Education helps normalize what you’re experiencing. What’s happening in your nervous system and brain are responding exactly the way they were designed to respond after having survived repeated traumatic experiences.
Safety is not only about feeling safe with your therapist, but also your life outside the therapy room. This is very important for healing to happen. In cases where you remain in an unsafe environment, plans to establish personal and practical safety remain the focus prior to delving into trauma memory processing work. The overriding goal is to make a gradual shift from danger that is unpredictable to a situation where you can rely on safety both in your environment and within yourself.
Stage Two: Processing, Remembering and Mourning
This stage of recovery is processing the trauma; putting words and emotions to it and making meaning of it. This process is usually undertaken with a counselor or therapist. It might not be necessary or required to spend a lot of time in this phase. It is however necessary to be continuing to attend to safety and stability during this phase. Processing does not begin until you are able to self-soothe and self-regulate any overwhelming emotions. Beginning processing too early can be unhelpful and re-traumatizing. This is very important to remember.
The objective is to create a space in which you can safely work through traumatic events and begin to make sense of the devastating experiences that have shaped your life.

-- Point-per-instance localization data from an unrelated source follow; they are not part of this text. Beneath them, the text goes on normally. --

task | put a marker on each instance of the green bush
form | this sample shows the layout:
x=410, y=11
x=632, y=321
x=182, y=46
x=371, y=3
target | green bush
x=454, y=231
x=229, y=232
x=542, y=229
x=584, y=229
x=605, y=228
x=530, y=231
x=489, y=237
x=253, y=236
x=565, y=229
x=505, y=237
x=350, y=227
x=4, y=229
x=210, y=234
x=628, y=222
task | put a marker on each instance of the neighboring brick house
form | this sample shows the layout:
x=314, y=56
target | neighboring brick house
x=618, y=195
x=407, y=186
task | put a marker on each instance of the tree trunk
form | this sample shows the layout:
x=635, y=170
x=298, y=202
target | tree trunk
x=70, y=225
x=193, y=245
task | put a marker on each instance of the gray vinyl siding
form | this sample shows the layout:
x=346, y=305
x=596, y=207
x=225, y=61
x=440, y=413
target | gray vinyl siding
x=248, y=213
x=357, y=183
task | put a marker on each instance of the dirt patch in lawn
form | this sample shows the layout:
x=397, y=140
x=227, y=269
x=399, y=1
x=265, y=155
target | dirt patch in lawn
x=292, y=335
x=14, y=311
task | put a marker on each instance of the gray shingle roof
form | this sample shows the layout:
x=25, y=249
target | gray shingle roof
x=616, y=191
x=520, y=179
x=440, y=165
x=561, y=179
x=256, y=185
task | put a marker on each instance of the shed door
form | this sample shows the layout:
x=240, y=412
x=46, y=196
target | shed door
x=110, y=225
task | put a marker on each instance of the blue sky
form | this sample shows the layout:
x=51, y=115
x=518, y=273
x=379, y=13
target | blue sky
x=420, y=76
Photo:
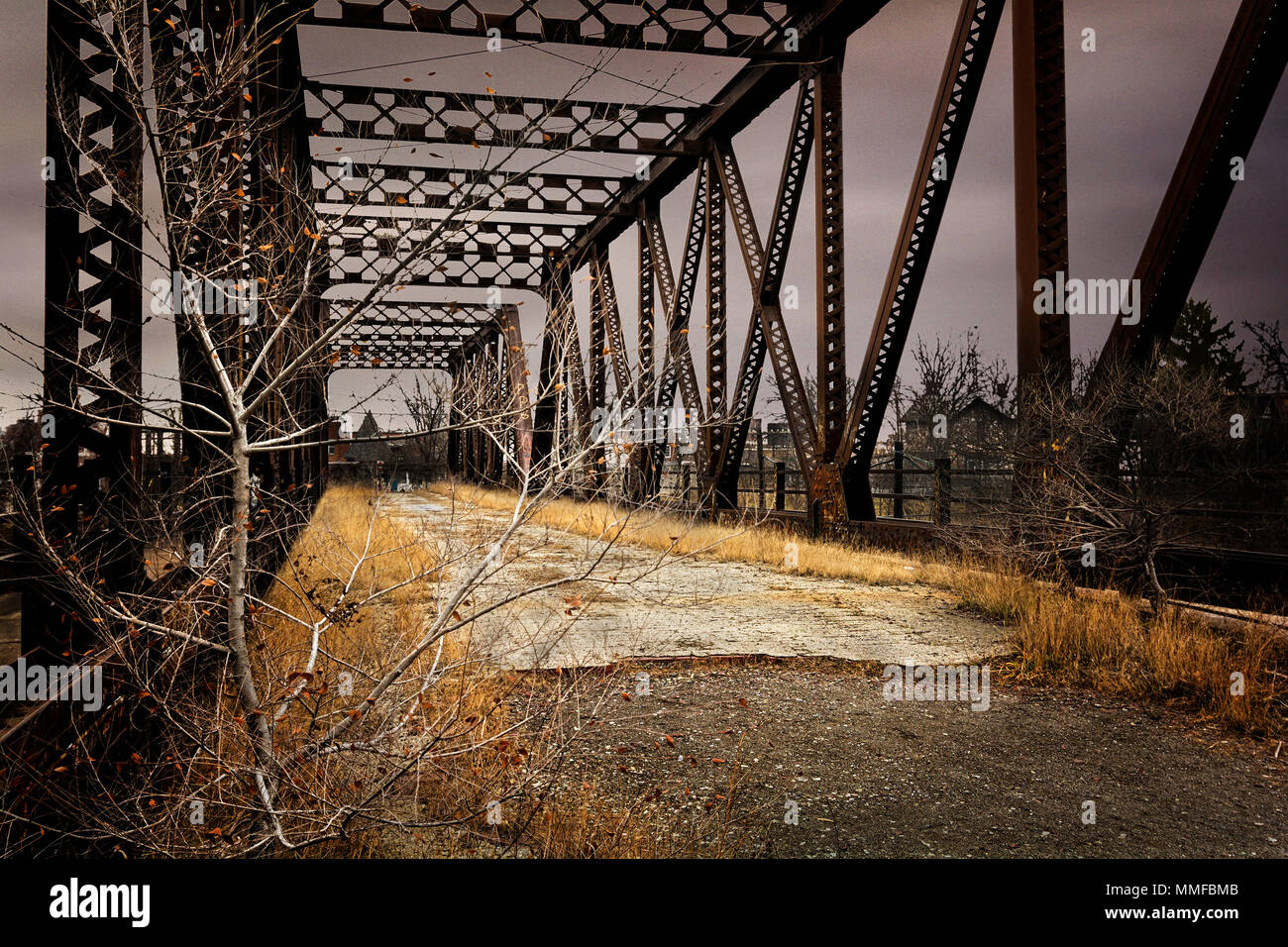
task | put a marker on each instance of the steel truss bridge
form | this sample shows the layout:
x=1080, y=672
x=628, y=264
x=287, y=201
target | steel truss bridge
x=550, y=227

Because of the nature of traumatic memories, this process is rarely linear. A good therapeutic relationship should provide you with a compassionate companion who will "bear witness" to your experiences, and help you to find the strength to heal. Using exercises that are designed for trauma memory processing.
The main Goals of stage Two involves:
Recognizing that the abuse is not who you are, but rather what happened to you.
Deconstructing and letting go of shame, guilt and disgust that is often passed on from the perpetrator to you. Knowing who you are (a unique being) not what the perpetrator told you who you were.
Mourning the loss of a happy childhood/relationship that you didn’t get.
Choosing and working with your therapist to get help with distressing memories that may be affecting your quality of life, i.e, sleep disturbances, night terrors, flashbacks, dissociation, hyper vigilance, anxiety & depression.
Stage 3: Reconnection & Integration
In this third stage of recovery, the person affected by trauma recognizes the impact of the trauma but are now ready to take concrete steps towards empowerment and self determined living.
In this phase there is creation of a new sense of self and a new future. This final task involves redefining oneself in the context of meaningful relationships. Through this process, the trauma no longer is a defining and organizing principle in someone’s life. The trauma becomes integrated into their life story but is not the only story that defines them.
Remember that recovery is not linear. Your journey will probably not follow a straight line, but instead might be circular, moving in and out of stages until you feel you are ready.
Recovery is an individual process and will look different for everyone. There is an intense desire to feel well quickly and individuals can feel that the process is taking too long or they are not doing it “right”. Recovery is not defined by complete absence of thoughts or feelings about the traumatic experience but being able to live with it in a way that it isn’t in control of your life. It is important to gentle, patient and compassionate with yourself as you move through this healing process.